# United States & Canada Vacations Forums > Nantucket, Martha's Vineyard, Cape Cod Travel Forum >  >  Terrific drone video....

## MIke R

My friend David Cox got himself a drone and an HD camera and made this 
 amazing video of the 2014 season....


http://youtu.be/ebBAY3bFsWY


http://youtu.be/ebBAY3bFsWY

----------


## andynap

Nice video- looks like constant parade. What is the structure in the opening shot and why is it jammed.

----------


## KevinS

Andy, that looks like it is Tea Dance at the Boatslip.  They get quite the crowd.

----------


## MIke R

> Andy, that looks like it is Tea Dance at the Boatslip.  They get quite the crowd.




Thats is what it is.....and its like that every single  day from memorial to labor 

wendi and  lena and I are in multiple carnival shots  but you have to know where to look to see us

----------


## Rosemary

Wonderful!  Beautiful.  What a place, what a place.  A big thank you to the Drone developer...  Did I see CeeJay fishing?

----------


## MIke R

> ..  Did I see CeeJay fishing?



i don't think so

----------


## gjd618

Wow.  That is terrific.  I haven't been to Provincetown for many years,  but growing up, our family would go every now and then for the weekend and I have such fond memories of those times.  Except the Boatslip place looks like a nightmare to me but I hate crowds.  He did a wonderful job with this!

----------


## MIke R

He did this one the past weekend filming the lighting of the traditional lobster pot tree 


http://youtu.be/gYT9L3bIxtE

----------


## gjd618

Very nice!

----------


## stbartshopper

That is a wonderful video and song.
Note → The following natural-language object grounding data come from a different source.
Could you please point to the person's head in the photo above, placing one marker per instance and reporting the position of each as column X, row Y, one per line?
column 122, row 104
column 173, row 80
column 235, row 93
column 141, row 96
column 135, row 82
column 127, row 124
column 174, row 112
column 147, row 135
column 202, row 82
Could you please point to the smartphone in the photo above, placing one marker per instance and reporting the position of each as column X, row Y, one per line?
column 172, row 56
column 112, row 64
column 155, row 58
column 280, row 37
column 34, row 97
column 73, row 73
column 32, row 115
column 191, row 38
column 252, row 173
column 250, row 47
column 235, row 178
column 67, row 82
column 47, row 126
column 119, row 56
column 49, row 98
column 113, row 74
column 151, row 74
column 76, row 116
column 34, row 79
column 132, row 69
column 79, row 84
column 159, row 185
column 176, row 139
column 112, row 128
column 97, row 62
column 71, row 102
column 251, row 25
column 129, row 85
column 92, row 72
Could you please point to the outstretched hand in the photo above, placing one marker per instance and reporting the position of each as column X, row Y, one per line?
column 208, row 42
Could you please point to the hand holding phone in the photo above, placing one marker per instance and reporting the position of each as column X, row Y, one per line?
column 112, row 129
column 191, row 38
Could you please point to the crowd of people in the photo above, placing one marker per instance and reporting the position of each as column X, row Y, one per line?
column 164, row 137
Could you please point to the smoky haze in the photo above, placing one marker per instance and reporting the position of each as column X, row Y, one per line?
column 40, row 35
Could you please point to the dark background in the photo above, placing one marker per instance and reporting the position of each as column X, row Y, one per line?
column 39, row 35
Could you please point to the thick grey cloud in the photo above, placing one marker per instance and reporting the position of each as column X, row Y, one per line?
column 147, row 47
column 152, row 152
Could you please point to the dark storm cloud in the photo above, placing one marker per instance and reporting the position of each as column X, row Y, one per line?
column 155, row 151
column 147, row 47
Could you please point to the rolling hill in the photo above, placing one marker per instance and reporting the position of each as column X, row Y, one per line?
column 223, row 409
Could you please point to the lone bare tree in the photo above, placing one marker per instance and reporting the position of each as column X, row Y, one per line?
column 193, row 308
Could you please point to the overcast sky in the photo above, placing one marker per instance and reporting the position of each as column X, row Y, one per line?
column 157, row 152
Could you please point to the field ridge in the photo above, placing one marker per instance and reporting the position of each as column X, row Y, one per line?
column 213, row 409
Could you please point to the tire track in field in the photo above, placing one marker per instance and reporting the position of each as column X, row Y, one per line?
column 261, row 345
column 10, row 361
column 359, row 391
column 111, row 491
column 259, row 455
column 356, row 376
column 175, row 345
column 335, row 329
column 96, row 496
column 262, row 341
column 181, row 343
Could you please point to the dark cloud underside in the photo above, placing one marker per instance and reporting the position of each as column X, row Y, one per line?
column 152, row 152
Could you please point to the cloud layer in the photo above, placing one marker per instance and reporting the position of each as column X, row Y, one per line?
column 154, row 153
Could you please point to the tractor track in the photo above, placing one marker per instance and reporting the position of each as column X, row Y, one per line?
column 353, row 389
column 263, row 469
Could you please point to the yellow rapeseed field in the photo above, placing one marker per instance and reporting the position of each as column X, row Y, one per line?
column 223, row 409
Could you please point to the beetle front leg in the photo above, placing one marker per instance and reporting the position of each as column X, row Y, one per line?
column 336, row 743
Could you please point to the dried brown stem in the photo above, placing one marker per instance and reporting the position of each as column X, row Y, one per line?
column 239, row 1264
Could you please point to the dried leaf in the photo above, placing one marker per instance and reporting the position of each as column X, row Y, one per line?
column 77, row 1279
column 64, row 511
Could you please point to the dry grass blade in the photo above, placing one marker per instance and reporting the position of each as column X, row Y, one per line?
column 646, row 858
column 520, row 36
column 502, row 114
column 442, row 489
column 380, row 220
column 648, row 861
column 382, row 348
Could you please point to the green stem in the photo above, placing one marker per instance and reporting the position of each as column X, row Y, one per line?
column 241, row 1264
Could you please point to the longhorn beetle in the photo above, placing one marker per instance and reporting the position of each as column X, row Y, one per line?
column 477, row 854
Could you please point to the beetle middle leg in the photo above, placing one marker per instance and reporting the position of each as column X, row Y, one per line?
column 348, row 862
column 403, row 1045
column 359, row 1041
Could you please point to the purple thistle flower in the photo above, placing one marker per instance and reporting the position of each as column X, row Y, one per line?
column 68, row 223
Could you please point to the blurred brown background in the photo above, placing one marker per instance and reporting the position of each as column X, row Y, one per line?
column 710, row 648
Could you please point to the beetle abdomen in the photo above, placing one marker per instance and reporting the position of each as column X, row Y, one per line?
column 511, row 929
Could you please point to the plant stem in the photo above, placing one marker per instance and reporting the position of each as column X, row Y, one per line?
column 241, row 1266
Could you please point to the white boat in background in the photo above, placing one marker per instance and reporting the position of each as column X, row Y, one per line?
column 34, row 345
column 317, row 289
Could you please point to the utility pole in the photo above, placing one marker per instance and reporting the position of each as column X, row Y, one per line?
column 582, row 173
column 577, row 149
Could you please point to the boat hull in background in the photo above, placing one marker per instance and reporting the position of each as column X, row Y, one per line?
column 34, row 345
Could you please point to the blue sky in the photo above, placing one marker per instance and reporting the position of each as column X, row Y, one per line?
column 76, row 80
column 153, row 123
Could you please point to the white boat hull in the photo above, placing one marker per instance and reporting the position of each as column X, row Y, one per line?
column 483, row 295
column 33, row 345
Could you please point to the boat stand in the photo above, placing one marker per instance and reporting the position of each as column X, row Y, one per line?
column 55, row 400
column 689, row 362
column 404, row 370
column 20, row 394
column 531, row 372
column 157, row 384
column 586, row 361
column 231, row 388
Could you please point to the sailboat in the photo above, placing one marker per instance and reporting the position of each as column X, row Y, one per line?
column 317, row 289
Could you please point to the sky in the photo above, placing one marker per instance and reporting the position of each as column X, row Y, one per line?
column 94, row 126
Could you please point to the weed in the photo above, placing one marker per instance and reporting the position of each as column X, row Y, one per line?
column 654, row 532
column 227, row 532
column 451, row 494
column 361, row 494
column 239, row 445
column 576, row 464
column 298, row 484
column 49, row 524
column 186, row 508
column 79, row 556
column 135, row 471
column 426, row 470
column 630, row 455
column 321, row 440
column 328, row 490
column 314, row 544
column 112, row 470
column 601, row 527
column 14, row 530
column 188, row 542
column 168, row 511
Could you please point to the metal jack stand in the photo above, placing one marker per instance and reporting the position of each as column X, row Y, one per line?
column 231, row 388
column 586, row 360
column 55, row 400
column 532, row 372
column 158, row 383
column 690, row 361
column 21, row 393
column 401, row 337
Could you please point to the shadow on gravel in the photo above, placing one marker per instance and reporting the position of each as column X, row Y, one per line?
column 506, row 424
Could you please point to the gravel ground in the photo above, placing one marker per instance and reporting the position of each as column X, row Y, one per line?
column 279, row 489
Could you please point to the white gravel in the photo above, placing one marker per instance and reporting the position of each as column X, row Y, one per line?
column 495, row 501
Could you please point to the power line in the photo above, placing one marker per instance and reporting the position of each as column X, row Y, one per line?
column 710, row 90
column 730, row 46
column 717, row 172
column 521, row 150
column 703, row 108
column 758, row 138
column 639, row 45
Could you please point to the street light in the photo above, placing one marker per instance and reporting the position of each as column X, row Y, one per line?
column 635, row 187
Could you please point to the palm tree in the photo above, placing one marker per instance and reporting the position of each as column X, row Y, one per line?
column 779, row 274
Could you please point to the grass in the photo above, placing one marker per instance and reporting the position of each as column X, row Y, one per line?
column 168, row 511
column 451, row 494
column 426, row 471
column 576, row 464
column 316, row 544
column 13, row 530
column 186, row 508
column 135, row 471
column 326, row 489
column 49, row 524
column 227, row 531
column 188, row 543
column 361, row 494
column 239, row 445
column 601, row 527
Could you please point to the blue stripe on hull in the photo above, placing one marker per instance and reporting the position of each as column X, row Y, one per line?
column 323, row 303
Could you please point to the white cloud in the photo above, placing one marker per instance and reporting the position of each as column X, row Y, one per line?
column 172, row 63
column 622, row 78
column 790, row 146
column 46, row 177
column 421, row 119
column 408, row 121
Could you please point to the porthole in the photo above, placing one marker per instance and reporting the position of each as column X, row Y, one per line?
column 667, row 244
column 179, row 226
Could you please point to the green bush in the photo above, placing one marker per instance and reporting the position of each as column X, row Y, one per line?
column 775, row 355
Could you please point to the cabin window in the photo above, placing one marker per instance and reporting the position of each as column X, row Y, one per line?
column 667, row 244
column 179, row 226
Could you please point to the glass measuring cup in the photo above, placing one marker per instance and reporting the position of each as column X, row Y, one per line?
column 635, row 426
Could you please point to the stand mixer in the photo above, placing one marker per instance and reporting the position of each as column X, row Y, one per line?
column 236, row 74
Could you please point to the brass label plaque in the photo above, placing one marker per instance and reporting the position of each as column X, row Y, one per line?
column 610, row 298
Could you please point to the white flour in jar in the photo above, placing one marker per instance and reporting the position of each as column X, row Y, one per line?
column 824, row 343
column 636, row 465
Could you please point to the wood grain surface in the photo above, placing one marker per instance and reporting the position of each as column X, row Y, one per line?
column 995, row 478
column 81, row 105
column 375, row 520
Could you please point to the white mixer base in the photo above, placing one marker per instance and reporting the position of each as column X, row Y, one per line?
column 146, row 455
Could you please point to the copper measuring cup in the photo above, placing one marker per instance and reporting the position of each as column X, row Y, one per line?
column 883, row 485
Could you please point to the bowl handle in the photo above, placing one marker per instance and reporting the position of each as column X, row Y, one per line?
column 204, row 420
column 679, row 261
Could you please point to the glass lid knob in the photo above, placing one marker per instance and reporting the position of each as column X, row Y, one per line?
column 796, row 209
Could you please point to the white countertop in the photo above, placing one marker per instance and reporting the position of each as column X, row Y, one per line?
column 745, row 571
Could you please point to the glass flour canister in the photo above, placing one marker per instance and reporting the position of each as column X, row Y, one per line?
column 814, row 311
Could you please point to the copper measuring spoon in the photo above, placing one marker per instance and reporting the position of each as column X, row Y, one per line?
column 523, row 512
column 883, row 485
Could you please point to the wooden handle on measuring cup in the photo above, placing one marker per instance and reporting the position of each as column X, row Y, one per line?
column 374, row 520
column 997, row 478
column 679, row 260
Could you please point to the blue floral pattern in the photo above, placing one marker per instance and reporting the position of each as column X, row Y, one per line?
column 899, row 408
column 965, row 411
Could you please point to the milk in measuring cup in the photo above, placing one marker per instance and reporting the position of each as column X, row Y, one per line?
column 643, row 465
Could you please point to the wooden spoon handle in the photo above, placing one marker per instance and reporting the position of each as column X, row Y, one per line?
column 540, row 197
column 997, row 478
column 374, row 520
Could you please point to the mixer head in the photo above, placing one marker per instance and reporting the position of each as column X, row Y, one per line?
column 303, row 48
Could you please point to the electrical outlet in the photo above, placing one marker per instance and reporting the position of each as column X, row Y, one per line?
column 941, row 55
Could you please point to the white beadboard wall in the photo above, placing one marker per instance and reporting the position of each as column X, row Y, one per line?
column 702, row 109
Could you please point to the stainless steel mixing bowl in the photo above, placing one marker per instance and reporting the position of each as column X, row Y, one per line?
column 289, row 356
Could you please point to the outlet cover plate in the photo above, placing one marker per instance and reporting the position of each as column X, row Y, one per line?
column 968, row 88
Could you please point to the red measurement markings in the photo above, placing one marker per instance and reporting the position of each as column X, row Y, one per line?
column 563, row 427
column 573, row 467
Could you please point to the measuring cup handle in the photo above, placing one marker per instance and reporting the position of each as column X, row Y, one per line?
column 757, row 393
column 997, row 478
We just put Provincetown on our list to go back. What is the best time to go when maybe it is not so crowded?

----------


## KevinS

Mike can answer better than I can, but late September/early October is pretty sweet.

----------


## MIke R

> That is a wonderful video and song. We just put Provincetown on our list to go back. What is the best time to go when maybe it is not so crowded?




Absolutely  positively  September

----------


## T3

June, especially during the week of the Portuguese Festival (June 25-28 in 2015), is also a great time - more crowded than September but before the peak summer crowds ...

PF2.jpg
Portuguese Festival Parade

DM1.jpg
Blessing Of The Fleet
BOF2.jpg

----------


## MIke R

Yeah that would be up there for sure ..it's just June weather can be so iffy at times...but yes that is without a doubt my favorite weekend there

----------